Mr Sipra, who has been living in Pakistan for many years, was arrested by City of London Police last month at Gatwick Airport after a flight from Pakistan, which has no extradition treaty with the UK. A Serious Fraud Office spokeswoman refused to go into the circumstances of his surprise detention except to say he returned to the UK voluntarily. "He has been charged with theft offences relating to Johnson Matthey," she confirmed. He will appear before City of London Magistrates on Tuesday, to answer charges that he stole pounds 620,000 from the bank through his shipping operation, Eurostem Maritime.
The once famously flamboyant London-based shipowner, 53, has been held in custody since he arrived at Gatwick. "There is not a lot I can say at this stage," said the spokeswoman. City of London police referred all calls to the SFO.
A team of detectives at Bishopsgate police station in the City has dusted off the old JMB files and is busy tracing papers from the bank's spectacular demise.
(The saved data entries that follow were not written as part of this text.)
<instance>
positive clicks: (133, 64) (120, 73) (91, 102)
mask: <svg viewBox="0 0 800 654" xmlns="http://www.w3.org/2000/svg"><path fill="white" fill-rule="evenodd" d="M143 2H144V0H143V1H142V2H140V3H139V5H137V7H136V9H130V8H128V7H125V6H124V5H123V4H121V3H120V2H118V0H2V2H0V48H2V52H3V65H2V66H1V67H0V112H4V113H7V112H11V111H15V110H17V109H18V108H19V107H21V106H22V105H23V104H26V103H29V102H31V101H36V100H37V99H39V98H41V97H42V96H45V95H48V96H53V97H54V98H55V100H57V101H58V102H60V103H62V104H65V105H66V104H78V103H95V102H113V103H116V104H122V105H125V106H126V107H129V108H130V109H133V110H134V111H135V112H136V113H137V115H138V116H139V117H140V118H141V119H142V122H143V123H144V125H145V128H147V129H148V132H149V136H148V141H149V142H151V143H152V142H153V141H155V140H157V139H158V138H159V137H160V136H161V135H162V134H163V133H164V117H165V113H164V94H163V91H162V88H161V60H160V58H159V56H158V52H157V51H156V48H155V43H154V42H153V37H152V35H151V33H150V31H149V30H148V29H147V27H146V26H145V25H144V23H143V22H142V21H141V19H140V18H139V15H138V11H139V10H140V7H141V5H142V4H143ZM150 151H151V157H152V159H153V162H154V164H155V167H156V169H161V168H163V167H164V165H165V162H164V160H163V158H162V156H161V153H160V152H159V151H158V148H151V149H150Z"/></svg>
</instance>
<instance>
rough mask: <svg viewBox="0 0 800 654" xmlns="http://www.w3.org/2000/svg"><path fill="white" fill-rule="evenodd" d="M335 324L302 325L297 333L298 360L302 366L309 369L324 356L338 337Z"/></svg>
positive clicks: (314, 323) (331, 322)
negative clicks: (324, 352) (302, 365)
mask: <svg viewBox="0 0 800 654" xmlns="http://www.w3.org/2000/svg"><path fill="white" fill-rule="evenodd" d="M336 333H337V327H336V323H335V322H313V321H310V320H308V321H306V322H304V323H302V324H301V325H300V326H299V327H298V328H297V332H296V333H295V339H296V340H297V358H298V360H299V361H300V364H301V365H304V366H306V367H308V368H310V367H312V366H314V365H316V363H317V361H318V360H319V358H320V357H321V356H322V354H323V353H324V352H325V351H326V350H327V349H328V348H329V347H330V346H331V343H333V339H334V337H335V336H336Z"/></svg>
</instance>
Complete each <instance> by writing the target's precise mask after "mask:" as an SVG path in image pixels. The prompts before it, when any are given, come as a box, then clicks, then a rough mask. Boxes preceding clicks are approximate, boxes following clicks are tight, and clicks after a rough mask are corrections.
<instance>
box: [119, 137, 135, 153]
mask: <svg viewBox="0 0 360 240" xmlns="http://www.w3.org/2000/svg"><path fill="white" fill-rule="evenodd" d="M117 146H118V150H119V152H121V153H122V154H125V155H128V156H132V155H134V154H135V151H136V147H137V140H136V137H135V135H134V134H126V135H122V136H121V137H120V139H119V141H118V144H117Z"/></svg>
When JMB went down with debts of pounds 250m, Mr Sipra,was its largest customer. He ran the sprawling El Saeed group of companies and JMB made loans to companies within the group.
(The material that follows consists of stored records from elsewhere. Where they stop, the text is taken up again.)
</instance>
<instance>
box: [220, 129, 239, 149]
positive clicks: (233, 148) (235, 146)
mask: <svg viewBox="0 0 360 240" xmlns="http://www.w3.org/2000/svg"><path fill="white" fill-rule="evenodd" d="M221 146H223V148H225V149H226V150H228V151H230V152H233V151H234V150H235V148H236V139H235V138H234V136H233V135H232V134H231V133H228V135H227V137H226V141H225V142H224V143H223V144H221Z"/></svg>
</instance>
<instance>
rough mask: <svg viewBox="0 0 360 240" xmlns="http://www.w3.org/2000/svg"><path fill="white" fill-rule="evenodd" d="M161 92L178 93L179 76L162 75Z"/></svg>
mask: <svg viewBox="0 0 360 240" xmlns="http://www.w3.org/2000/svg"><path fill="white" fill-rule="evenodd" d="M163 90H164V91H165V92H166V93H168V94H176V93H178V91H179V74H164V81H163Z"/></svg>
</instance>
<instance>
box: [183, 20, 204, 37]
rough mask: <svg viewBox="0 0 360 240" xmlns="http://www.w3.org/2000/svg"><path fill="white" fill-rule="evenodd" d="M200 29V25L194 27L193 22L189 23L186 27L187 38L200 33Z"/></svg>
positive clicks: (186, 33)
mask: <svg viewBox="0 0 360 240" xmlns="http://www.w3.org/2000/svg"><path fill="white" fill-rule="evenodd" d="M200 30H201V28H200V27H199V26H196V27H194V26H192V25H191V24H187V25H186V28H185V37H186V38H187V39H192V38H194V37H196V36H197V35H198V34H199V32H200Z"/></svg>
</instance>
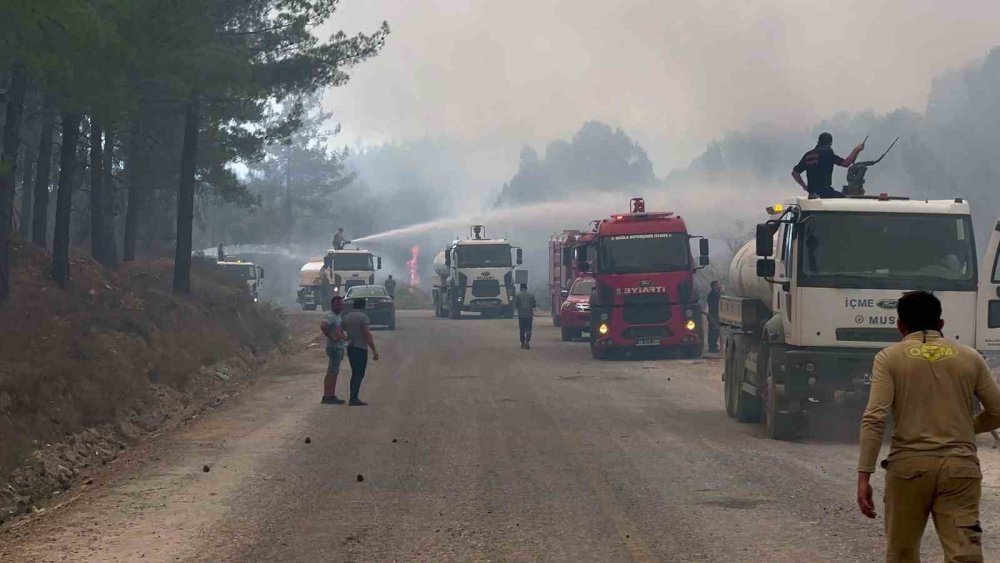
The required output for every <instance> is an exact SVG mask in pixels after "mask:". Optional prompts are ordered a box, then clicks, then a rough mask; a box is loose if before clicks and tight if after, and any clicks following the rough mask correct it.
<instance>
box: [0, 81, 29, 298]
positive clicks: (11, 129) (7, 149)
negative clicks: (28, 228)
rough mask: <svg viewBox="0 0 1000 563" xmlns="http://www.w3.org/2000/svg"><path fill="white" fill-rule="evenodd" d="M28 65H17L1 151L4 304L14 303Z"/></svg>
mask: <svg viewBox="0 0 1000 563" xmlns="http://www.w3.org/2000/svg"><path fill="white" fill-rule="evenodd" d="M27 80H28V77H27V73H26V72H25V70H24V65H22V64H20V63H15V64H14V66H13V67H12V68H11V73H10V88H9V89H8V91H7V111H6V116H5V118H4V119H5V120H4V127H3V147H2V148H0V303H5V302H6V301H8V300H9V299H10V244H11V238H13V236H14V175H15V172H16V168H17V152H18V148H19V147H20V145H21V112H22V110H23V109H24V90H25V88H26V85H27Z"/></svg>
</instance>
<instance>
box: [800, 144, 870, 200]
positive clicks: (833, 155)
mask: <svg viewBox="0 0 1000 563" xmlns="http://www.w3.org/2000/svg"><path fill="white" fill-rule="evenodd" d="M864 148H865V144H864V143H861V144H859V145H858V146H856V147H854V150H853V151H851V154H849V155H848V156H847V158H841V157H839V156H837V153H835V152H833V135H831V134H829V133H820V135H819V139H818V140H817V142H816V148H814V149H812V150H811V151H809V152H807V153H806V154H804V155H802V158H801V159H800V160H799V163H798V164H796V165H795V167H794V168H792V178H794V179H795V183H797V184H798V185H799V186H802V189H803V190H805V191H807V192H809V197H810V198H816V197H819V198H838V197H844V194H843V193H842V192H838V191H837V190H835V189H834V188H833V166H834V165H837V166H843V167H844V168H847V167H848V166H850V165H852V164H854V161H855V160H857V158H858V154H859V153H861V151H863V150H864ZM803 172H805V173H806V182H803V181H802V173H803Z"/></svg>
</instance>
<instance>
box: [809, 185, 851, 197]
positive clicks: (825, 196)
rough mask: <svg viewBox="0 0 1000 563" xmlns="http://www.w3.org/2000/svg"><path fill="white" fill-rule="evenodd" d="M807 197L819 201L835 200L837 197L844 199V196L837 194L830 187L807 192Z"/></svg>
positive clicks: (841, 193) (840, 192)
mask: <svg viewBox="0 0 1000 563" xmlns="http://www.w3.org/2000/svg"><path fill="white" fill-rule="evenodd" d="M809 196H810V197H812V196H816V197H818V198H820V199H837V198H839V197H844V194H843V193H841V192H838V191H837V190H835V189H833V188H832V187H830V186H827V187H825V188H818V189H815V190H813V191H811V192H809Z"/></svg>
News of his arrest after all this time will re-open the JMB affair, which was never satisfactorily explained. The bank collapsed after Bank of England officials became concerned at the scale of its exposure to Mr Sipra and another smaller customer, Abdul Shamji.
The exact total of Mr Sipra's borrowing was never established, but the Bank of England's report into the affair, which aroused huge controversy at the time and was the first of several banking disasters that raised serious questions about the authorities' ability effectively to regulate the financial system, put it at 93 per cent of JMB's capital base of pounds 102m - pounds 92.1m. This exposure was nine times greater than the Bank's official guidelines. Mr Sipra himself reportedly said his credit was much lower, at between $30m (pounds 18.5m) to $50m.
He lived a luxurious lifestyle, with a house in Mayfair and a castle in Spain. The first ship he owned was called El Sipra. He had a chain of clothes' shops in New York called Lord Sipra and his own brand of perfume called Arrogance.
As well as fashion and shipping, he also moved into films, rescuing the Jigsaw Man, with Michael Caine and Lord Olivier and putting cash into The Bengal Lancers, which was aborted during shooting. By pure coincidence, an account of the problems associated with the shooting of that film by Stephen Weeks, the director, is due to appear on BBC Radio 4 shortly.
A large trader in commodities, Mr Sipra was behind one of the biggest deals of that period, the export of 1 million tons of US grain worth pounds 30m to the Middle East and Asia. A slump in world shipping and the coup in Nigeria hit his empire and revealed the risks JMB was taking.